In April 2024, the variety of mortgage products available to UK borrowers surged to a 16-year high, offering new opportunities especially for first-time buyers and those with smaller deposits. However, with the average standard variable rate escalating, expert advice is crucial in navigating these options.
The UK mortgage market has seen a significant expansion in the variety of options available to borrowers in April 2024, reaching a 16-year high. Data from Moneyfacts shows that there are now 6,307 mortgage products available, offering an unprecedented range of choices since 2008. This increase provides borrowers, especially first-time buyers and those with smaller deposits, more opportunities to secure financing for property purchases.

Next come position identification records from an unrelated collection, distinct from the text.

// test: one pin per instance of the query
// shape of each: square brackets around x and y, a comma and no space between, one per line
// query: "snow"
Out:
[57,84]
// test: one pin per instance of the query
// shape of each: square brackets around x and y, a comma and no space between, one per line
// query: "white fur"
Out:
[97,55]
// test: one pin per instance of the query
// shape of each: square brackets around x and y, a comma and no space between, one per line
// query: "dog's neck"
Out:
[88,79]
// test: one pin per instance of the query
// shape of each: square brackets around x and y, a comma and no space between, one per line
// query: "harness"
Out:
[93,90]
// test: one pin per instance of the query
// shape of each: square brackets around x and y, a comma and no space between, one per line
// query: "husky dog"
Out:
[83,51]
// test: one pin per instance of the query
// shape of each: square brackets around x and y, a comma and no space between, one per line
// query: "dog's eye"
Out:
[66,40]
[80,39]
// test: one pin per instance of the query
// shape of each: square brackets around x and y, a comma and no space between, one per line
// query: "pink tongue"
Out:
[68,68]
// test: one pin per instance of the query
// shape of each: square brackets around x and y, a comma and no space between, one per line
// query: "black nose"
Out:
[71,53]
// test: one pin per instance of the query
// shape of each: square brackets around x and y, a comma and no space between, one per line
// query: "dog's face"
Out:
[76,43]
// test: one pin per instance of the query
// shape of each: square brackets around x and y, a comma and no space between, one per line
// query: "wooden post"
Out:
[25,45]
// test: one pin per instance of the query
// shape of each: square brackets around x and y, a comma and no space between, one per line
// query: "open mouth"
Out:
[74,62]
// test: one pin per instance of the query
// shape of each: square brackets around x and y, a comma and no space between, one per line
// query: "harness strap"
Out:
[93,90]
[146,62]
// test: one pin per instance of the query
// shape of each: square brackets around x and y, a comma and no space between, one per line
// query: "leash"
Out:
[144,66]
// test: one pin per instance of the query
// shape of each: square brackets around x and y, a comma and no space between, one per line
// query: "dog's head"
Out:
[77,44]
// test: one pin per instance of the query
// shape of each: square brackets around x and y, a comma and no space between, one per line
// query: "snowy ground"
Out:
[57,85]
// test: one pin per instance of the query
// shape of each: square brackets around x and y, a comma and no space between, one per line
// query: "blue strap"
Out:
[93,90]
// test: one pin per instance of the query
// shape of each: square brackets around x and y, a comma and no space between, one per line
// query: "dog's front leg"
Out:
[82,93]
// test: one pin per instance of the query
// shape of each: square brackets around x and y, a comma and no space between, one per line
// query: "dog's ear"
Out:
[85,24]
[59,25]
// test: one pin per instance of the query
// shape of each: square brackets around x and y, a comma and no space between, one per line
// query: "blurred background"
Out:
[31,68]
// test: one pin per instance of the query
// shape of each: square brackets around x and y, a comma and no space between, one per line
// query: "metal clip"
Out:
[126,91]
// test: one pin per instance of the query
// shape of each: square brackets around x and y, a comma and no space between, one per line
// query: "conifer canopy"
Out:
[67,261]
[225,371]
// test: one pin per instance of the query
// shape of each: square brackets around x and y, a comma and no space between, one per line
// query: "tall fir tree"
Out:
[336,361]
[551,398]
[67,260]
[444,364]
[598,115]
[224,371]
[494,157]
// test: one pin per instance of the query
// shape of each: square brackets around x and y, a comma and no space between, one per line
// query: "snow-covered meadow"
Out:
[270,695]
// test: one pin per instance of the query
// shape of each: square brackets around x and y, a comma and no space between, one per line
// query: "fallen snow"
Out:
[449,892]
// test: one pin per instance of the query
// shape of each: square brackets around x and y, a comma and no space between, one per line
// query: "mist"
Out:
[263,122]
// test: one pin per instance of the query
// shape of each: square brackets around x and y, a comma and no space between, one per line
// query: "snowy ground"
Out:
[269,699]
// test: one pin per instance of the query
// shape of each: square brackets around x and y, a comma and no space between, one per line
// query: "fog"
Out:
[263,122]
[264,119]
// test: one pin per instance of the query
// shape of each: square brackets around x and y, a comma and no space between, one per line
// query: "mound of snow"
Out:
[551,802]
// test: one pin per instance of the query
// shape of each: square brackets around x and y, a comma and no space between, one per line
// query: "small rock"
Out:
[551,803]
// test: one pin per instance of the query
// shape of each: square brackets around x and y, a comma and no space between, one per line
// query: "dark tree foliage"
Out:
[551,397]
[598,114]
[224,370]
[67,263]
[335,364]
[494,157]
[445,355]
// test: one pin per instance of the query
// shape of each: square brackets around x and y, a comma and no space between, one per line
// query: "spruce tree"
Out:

Despite the surge in options, the average standard variable rate (SVR) has climbed to 8.18%, which is close to the highest levels previously recorded. In contrast, the average rates for two and five-year fixed-rate mortgages are reported to be lower than at the start of the year, at 5.80% and 5.39% respectively, presenting potentially more affordable alternatives for borrowers.
Rachel Springall, a finance expert at Moneyfacts, emphasized the importance of borrowers seeking advice to navigate the comprehensive range of deals, especially for those transitioning from fixed-rate mortgages who might face higher interest rates. The increased diversity in the mortgage market, including more deals available for borrowers with a 10% deposit since the start of the coronavirus lockdowns, underscores the evolving dynamics of the UK’s mortgage landscape.
This development reflects a positive shift for the mortgage market, offering enhanced choice and potentially better terms for borrowers in a time of fluctuating interest rates. However, with the SVR reaching notable heights, the need for careful consideration and expert advice in selecting the most suitable and affordable mortgage deal has become more critical for those entering or renegotiating their mortgage arrangements.